Version-Release number of selected component (if applicable):

glusterfs-server-3.8.4-18.4.el6rhs.x86_64   

How reproducible:
In Customer environment

Actual results:
Few of the brick processes are consuming more memory after patching 3.2

Comment 2 Prerna Sony 2017-09-25 11:13:25 UTC

Created attachment 1330478 [details]
State dump

Comment 12 Prerna Sony 2017-09-27 05:08:36 UTC

Created attachment 1331309 [details]
state-dump from 3.1.3 (prod, prod-moodle)

Comment 22 hari gowtham 2017-10-09 07:45:01 UTC

Hi Atin,

Yes, it is a regression.

This was introduced in 3.8 for https://bugzilla.redhat.com/show_bug.cgi?id=1326085 

This code is not there on 3.1.3 but is there on 3.2.

Regards,
Hari.

Comment 56 Nag Pavan Chilakam 2018-08-14 09:36:58 UTC

Below is what I had run for a span of ~4 days on 3.12.2-15:
create a 18x3 volume with performance.client-io-threads off  and brickmux off(as in customer case)
mounted volume on 8 different clients, and triggered different kinds of IOs as below
1) script to take locks on a file in multiple iterations( 2 clients
2) linux untar from 2 clients for multiple iterations
3) from 2 client creating files simultaneous, renaming and deleting as below
for x in {1..10000};do for i in {1..10000};do dd if=/dev/urandom of=file.$x.$i bs=123 count=10000;done;for j in {1..10000};do mv -f file.$x.$j file.$x.$j.$j;done;rm -rf file.$x.*;done
4) different IOs from 2 client using crefi as below
for x  in {1..1000};do for i in {create,chmod,chown,chgrp,symlink,truncate,rename,hardlink}; do ./crefi.py  --multi -n 15 -b 100 -d 20 --max=10K --min=50 --random -T 3 -t text --fop=$i /mnt/locks/IOs/Crefi/$HOSTNAME/  ; sleep 10 ; done;rm -rf /mnt/locks/IOs/Crefi/$HOSTNAME/*;done

5) same directory creation in depth and bredth from 2 clients simultaneously



mounted client locally on one server and was issuing clearing of locks as below
for i in $(find  IOs);do gluster volume clear-locks locks /$i kind all posix; done




Over this 3 days I didn't see any siginificant mem consumption by bricks

Comment 57 Nag Pavan Chilakam 2018-08-14 14:02:15 UTC

sosreports and logs for my tests @ http://rhsqe-repo.lab.eng.blr.redhat.com/sosreports/nchilaka/bug.1495161/onqa_verification


memory info captured in file "fresh_top.log" for each node


I don't see any concern with memory footprint


even after 4 days resident memory has increased by about 1% per glusterfsd
and is not anything close to what customer has seen

Comment 59 Nag Pavan Chilakam 2018-08-16 09:09:31 UTC

I am moving BZ to verified based on my above comments from testing
(if need be i will raise a new bz for c#58)

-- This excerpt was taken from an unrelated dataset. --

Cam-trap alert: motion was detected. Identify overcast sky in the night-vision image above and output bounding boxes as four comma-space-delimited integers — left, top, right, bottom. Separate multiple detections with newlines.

Comment 64 errata-xmlrpc 2018-09-04 06:36:24 UTC

Since the problem described in this bug report should be
resolved in a recent advisory, it has been closed with a
resolution of ERRATA.

For information on the advisory, and where to find the updated
files, follow the link below.

If the solution does not work for you, open a new bug report.

https://access.redhat.com/errata/RHSA-2018:2607